Enfin il se soumet à ses devoirs ; le temps adoucira ses regrets, sans m’effacer entièrement de son souvenir ; Mathilde est heureuse : ces pensées doivent être douces ; une fois peut-être elles me rendront le repos, si M. de Valorbe ne s’acharne point à me le ravir. L’inquiétude la plus vive qui me reste, c’est que Léonce ne cède au désir de se mêler de la guerre, si elle est déclarée ; mais comme il ne quittera sûrement pas sa femme pendant sa grossesse, ne peut-on pas espérer que d’ici à quelques mois il arrivera des événements qui détourneront les malheurs dont la France est menacée ?

Je veux m’établir dans un lieu moins habité que celui-ci, où le cruel amour de M. de Valorbe ne puisse pas me découvrir : il faut se résigner, les convulsions de la douleur doivent cesser ; je ne serai jamais heureuse, jamais ! — Eh bien, quand cette certitude est une fois envisagée, pourquoi ne donnerait-elle pas du calme ?

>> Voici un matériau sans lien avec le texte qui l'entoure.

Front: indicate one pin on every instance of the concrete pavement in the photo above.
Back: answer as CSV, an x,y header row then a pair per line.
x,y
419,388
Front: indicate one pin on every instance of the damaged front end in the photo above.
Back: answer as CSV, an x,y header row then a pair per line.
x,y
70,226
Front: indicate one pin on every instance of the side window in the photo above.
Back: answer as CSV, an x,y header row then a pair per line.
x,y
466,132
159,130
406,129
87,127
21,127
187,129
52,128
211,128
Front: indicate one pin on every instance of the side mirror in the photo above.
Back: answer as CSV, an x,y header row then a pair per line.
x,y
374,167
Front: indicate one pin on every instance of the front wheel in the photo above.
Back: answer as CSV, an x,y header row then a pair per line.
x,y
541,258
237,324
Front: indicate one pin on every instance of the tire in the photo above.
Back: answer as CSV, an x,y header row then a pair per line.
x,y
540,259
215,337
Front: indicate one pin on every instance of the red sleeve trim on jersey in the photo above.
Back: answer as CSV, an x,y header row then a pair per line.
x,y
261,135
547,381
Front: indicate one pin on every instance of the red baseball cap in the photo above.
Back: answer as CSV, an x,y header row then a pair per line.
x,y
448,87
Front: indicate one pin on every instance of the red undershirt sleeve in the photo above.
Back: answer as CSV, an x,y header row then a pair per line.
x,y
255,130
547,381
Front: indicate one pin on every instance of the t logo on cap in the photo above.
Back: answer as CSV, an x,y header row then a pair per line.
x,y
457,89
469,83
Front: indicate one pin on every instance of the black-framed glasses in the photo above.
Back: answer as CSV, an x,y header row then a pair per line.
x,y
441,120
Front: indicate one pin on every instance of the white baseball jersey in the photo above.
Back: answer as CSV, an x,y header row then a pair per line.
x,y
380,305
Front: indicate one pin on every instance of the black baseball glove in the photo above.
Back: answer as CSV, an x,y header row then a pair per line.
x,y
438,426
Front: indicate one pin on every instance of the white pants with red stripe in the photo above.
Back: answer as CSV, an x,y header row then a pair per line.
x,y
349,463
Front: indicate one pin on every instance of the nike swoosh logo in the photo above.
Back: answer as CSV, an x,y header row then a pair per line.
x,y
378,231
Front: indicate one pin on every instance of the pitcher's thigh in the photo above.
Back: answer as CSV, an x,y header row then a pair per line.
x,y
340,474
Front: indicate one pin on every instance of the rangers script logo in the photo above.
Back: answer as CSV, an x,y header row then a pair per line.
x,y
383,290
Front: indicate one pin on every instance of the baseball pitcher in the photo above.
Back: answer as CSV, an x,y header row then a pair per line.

Hier au soir, cependant, j’ai été bien faible encore ; j’avais été moi-même à la poste pour chercher votre lettre que j’attendais déjà le courrier précédent : on me la remit ; je m’approchai, pour la lire, d’un réverbère qui est sur la place : mon émotion fut telle, que je fus prête à perdre connaissance ; je m’appuyai contre la muraille pour me soutenir ; et quand mes forces revinrent, je vis quelques personnes qui s’étaient arrêtées pour me regarder. Si j’étais tombée morte à leurs pieds, qui d’entre elles en eût été troublée ? qui m’aurait regrettée ? qui se serait donné la peine d’examiner pendant quelques instants si j’avais en effet perdu la vie ? Ah ! que l’intérêt des autres est nécessaire, et que leur haine est redoutable ! Où les fuir, où les retrouver ? Comment supporter leur malveillance ? comment renoncer à leurs secours ? Que le monde fait de mal ! que la solitude est pesante ! que l’existence morale enfin est difficile à traîner jusqu’à son terme !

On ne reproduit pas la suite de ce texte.